Sie trinken Champagner, plaudern über Geld und deutsche Clubs und Festlichkeiten, und irgendwann beginnt Klaus Barski zu lesen. Er liest engagiert und schnell und laut und aus dem Leben. Aus diesem Leben. Vom Leben am Strand und ohne Geld zuerst, dem Traum vom Negresco und dem Willen zum Aufstieg. Er liest von welkenden, reichen, geschiedenen Damen, die ihn verführen wollen, den jungen, mittellosen Besucher am Strand von Nizza. Er deutet dabei gefährlich direkt auf die Damen auf den Teppichstapeln, die sich aber zu amüsieren scheinen.
Irgendwann öffnet sich die Tür des Teppichgeschäftes, und der Prinz und die Prinzessin Polignac kommen herein, direkte Verwandte des Fürstenhauses, und sie bringen die Baronesse Brandstetter mit. Sie küssen sich mit dem Teppichhändler und seiner Frau mitten im Raum, direkt vor dem Pult des lesenden Barski. Kurz darauf ist Pause, und Mogi sagt zur Baronesse, die etwas derangiert wirkt, aber ein protzendes Perlengehänge um den Hals trägt, "Du siehst phantastisch aus" und starrt dabei auf jenes Gehänge, das er sorgsam in der Hand prüft. Die Baronesse entgegnet ärgerlich: "Wenn ich deinen Schlips anstarren würde und sagte: Du siehst heute wieder phantastisch aus, Mogi, das wäre doch auch eine Frechheit, oder?"
Damen der Gesellschaft
Mogi wird kleinlaut. Das Vermögen der Baronesse wird hier auf 500 Millionen Euro geschätzt. Sie hat vor kurzem einen autobiographischen Roman veröffentlicht, in dem sie ihren Aufstieg durch schlaues Heiraten von Hitlers Chauffeurstochter zur Multimillionärin beschreibt, weiß Mogis Sohn zu berichten. "Ein tolles Buch!" Ein Herr aus der Schweiz stellt sich mir als Geschäftsvermittler vor. Er sei der reichste Mann von Luzern gewesen, was ein leichtes war, erzählt er. Jetzt suche er neue Herausforderungen in Monaco. Er verachte die Gesellschaft hier, sagt er. Und die Gesellschaft verachte ihn. Monaco sei das einzige westeuropäische Land, in dem Pressezensur herrsche, raunt er mir zu. Aber für seine Branche seien die weltweit verbreiteten Fürstenmärchen ideale, unbezahlte PR.

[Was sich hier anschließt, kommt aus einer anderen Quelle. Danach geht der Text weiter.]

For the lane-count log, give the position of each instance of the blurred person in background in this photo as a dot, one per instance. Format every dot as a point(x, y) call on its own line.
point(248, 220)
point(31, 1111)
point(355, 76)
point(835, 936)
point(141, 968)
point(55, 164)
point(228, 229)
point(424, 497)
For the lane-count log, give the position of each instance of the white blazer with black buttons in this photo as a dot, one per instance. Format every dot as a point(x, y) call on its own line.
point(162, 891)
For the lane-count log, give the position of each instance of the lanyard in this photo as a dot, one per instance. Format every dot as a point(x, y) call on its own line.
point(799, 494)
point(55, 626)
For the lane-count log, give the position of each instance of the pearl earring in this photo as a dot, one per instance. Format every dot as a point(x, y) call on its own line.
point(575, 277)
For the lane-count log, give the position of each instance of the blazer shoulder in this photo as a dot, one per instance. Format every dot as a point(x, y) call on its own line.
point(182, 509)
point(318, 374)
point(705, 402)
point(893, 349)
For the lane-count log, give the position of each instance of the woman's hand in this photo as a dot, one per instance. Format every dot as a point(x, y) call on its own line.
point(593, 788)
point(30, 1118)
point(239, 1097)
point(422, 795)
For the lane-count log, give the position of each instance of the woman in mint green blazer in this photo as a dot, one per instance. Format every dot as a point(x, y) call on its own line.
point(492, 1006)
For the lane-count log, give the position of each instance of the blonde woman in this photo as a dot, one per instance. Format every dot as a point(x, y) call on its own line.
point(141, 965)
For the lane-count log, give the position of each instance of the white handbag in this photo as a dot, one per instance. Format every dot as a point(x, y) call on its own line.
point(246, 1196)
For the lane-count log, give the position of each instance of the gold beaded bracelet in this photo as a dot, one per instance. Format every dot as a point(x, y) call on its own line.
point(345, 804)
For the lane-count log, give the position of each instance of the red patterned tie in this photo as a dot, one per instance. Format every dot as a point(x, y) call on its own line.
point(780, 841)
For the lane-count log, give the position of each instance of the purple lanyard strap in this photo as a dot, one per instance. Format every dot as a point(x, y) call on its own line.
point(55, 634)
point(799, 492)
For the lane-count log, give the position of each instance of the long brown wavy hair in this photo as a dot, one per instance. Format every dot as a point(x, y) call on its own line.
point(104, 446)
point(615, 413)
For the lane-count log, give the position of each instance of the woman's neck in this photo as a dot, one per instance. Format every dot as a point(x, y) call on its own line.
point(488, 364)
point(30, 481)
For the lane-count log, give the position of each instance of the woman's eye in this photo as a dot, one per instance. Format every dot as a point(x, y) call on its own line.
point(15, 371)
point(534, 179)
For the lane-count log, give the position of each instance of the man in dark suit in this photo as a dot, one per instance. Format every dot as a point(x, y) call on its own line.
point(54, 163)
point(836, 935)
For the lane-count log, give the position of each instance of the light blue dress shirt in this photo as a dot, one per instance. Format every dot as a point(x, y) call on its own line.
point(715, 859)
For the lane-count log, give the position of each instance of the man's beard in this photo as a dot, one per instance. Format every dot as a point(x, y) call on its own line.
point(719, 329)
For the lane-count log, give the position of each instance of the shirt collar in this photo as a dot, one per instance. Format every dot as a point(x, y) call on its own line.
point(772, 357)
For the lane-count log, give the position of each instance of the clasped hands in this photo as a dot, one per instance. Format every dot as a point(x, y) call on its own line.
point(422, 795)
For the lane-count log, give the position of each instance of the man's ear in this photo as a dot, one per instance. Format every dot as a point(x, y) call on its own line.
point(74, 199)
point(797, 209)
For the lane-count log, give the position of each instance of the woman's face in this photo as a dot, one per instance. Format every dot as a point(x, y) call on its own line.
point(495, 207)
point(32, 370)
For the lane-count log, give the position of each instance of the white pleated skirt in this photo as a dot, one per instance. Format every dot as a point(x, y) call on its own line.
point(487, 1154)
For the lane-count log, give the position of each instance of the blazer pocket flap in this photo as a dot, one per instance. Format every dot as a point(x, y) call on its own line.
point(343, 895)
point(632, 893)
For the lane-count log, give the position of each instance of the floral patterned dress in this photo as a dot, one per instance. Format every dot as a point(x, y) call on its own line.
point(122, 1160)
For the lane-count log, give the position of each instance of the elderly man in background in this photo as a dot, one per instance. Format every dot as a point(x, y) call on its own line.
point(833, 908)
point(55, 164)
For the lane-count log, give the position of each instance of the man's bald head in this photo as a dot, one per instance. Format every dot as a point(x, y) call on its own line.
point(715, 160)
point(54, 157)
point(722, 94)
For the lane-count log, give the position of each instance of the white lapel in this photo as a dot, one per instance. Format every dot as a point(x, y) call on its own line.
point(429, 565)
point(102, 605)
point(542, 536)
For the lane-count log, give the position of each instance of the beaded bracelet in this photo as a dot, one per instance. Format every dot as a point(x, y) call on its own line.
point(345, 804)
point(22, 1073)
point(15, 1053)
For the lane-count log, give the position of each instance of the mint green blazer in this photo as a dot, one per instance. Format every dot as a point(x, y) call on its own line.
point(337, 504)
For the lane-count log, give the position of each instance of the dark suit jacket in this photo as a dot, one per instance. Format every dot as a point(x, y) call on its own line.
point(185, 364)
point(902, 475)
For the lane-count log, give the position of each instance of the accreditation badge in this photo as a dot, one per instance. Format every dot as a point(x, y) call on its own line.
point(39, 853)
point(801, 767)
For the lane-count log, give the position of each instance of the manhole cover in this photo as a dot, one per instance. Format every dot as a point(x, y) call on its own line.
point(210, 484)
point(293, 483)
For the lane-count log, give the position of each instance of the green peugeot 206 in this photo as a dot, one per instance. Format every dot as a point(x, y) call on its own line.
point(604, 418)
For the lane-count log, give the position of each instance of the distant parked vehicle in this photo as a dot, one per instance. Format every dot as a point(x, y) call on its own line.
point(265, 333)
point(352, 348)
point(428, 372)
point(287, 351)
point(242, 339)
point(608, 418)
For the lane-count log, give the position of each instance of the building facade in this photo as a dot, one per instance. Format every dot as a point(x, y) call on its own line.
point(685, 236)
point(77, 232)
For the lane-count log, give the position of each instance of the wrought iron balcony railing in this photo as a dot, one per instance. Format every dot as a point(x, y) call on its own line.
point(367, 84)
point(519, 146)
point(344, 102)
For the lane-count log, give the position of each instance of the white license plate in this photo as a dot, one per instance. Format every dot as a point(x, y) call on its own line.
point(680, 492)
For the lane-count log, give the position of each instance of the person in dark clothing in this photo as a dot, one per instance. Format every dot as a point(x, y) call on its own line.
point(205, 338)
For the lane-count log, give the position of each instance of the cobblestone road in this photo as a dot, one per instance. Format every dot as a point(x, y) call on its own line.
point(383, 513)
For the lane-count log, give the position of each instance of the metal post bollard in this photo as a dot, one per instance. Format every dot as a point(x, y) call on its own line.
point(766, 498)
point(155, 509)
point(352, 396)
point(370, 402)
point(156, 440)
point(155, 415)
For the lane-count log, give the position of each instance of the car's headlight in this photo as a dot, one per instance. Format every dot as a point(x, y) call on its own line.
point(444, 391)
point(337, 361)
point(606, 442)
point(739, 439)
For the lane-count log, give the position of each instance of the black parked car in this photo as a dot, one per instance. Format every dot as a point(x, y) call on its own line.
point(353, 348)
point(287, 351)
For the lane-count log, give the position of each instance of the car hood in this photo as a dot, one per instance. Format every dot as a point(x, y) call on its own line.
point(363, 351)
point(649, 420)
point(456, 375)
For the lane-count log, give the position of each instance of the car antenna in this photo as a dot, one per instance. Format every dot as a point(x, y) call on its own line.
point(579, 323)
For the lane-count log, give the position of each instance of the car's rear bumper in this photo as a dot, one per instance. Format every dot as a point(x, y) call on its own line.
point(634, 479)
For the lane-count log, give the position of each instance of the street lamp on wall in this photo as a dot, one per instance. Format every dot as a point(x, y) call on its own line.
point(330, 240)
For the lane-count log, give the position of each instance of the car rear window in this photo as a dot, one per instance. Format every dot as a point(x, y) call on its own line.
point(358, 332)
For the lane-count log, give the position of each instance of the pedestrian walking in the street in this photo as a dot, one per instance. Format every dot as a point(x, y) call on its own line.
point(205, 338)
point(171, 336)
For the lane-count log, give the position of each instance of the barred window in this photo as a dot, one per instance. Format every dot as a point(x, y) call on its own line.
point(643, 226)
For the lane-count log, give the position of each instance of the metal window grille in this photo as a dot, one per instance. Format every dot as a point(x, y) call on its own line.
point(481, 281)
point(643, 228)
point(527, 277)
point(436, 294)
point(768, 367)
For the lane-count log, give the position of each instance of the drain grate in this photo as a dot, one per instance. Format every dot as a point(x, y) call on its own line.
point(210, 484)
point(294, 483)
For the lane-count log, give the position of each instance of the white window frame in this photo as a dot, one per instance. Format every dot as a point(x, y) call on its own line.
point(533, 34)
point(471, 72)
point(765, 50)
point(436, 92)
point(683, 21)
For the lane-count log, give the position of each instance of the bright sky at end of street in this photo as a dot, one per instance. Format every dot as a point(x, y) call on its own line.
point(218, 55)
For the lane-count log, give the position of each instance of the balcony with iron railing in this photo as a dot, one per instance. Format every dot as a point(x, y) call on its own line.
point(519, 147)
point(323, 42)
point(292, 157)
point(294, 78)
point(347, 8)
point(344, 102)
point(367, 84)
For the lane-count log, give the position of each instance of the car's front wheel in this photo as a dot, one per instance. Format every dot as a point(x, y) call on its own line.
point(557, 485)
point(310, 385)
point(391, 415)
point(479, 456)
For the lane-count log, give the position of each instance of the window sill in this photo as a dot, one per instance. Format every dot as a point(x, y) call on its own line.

Barski steht zwischen all diesen Menschen etwas verlassen herum. Seine Frau hat Party-Spieße mit Weißbrot und Garnelen vorbereitet, die die Gäste größtenteils verschmähen. Er liest nach der Pause noch etwas weiter, verschenkt danach alle Bücher, die er mitgebracht hat, signiert und trinkt aus seinem goldenen Becher. Die rosa Dame ist schon nach der Pause gegangen. Ihr waren viele Worte im Buch zu anzüglich. Der Schweizer hat in der vorgelesenen Passage "sechzehn Fehler" gefunden.
Die Gäste gehen. Es regnet noch immer. Die Wege sind glatt. Das Teppichgeschäft leuchtet hell. Wir fahren zurück nach Nizza. Ins Negresco. In die Nacht.
VOLKER WEIDERMANN
Klaus Barski: "Lebenslänglich Côte d'Azur". Éditions trèves, 2004. 308 Seiten, 12,80 Euro.